XI. Dal 2021, però, la rottura definitiva tra M5S e la piattaforma Rousseau, ereditata da Davide Casaleggio, ha provocato anche la chiusura del sito di rendicontazione, ove erano consultabili tutte le informazioni, su restituzioni e bonifici effettuati. Ad oggi, ad onta di tanto invocata trasparenza istituzionale ed amministrativa, non è stato ripristinato il sito per tali informazioni, ma risulta mera sezione del Nuovo sito dell’era presidenziale che offre il Verbale d’Assemblea su separazione da Rousseau e il Nuovo Statuto. Nei mesi scorsi Giuseppe Conte ha fatto un’infornata di nomine interne ratificate online, tra vicepresidenti, responsabili e membri dei comitati. Tra i requisiti necessari per ottenere la carica, figurava l’essere in regola con i versamenti, pertanto alla morosità si è ovviato in via trasversale, seppur limitata ai 100 nominati, mentre gli altri parlamentari preoccupati di mancata rielezione han pensato bene di tergiversare o andarsene definitivamente, così sottraendosi a quell’obbligo etico contratto col proprio elettorato. Eppure di tale vicende incresciose, dopo un primo momento (servizio su Le Iene, poi Report giugno 22) i mass-media hanno tralasciato di dare una informazione adeguata, tantopiù indispensabile giacchè la restituzione di quota indennità rappresenta il quid pluris distintivo dell’appartenenza a Movimento.
XII. Comunque la dirigenza grillina ha individuato per ultima consultazione 9.9.22, nove associazioni tra cui scegliere (da Emergency a Comunità Sant’Egidio), con innovazione significativa rispetto al passato, non sfuggita agli osservatori più acuti, non dimentichi della formazione gesuitica ricevuta dal Nostro ex Premier e dall’assidua frequentazione di ambienti d’oltretevere, pur nei tempi di brillante carriera universitaria alla scuola di Guido Alpa (altro genovese, come Grillo).
Sono spariti completamente dal novero dei possibili destinatari, gli enti pubblici (niente più MISE, MEF, CNR, principale ente ricerca livello postuniversitario etc.), soppiantati da alcune associazioni cattoliche (Libera, Associazione Gruppo Abele, Comunità S. Egidio, etc.).

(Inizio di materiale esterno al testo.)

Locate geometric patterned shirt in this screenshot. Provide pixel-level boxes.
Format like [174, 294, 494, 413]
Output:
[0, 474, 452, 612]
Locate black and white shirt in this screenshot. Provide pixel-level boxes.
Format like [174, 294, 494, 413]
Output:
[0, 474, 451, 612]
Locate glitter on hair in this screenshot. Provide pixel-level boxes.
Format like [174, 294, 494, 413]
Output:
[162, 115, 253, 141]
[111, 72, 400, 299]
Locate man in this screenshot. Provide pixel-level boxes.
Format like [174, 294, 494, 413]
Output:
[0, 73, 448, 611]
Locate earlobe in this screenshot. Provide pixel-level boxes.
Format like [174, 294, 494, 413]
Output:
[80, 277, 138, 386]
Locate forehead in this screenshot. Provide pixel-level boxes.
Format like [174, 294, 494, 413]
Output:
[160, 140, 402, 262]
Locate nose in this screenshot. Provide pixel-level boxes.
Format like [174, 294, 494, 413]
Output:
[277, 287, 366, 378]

Tale dato rileva che il credente devoto Conte, ricerca consensi nella disaggregata galassia del mondo cattolico, flirtando con le dichiarazioni pontificie di doverosità di porre fine al confronto armato in Ucraina e richiamando, ora con un po’ di tattico ritardo, il principio di ripudio della guerra come mezzo di risoluzione delle controversie internazionali, sancito dall’art. 11 Cost., cosi caro alla sensibilità pacifista di ogni provenienza ed estrazione. Giuseppi Conte, ponendo l’accento sul finanziamento alle istituzioni religiose – tema da sempre divisivo con l’intera Area di sinistra, estrema e moderata – dimostra di conoscere, ad onta sua provenienza “tecnica” i risvolti della storia politica non solo della sua Regione di provenienza (la Puglia, ove Vendola sconfisse lo sfidante Boccia, designato su accordo di Casini e D’Alema, grazie al perdurante favore dell’associazionismo cattolico) ma dell’intero Paese, ove il cattocollateralismo ha sempre funzionato da catalizzatore di consensi, a prescindere dal soggetto che lo impersonava nel frangente (da Alcide De Gasperi ad Amintore Fanfani, ad es.).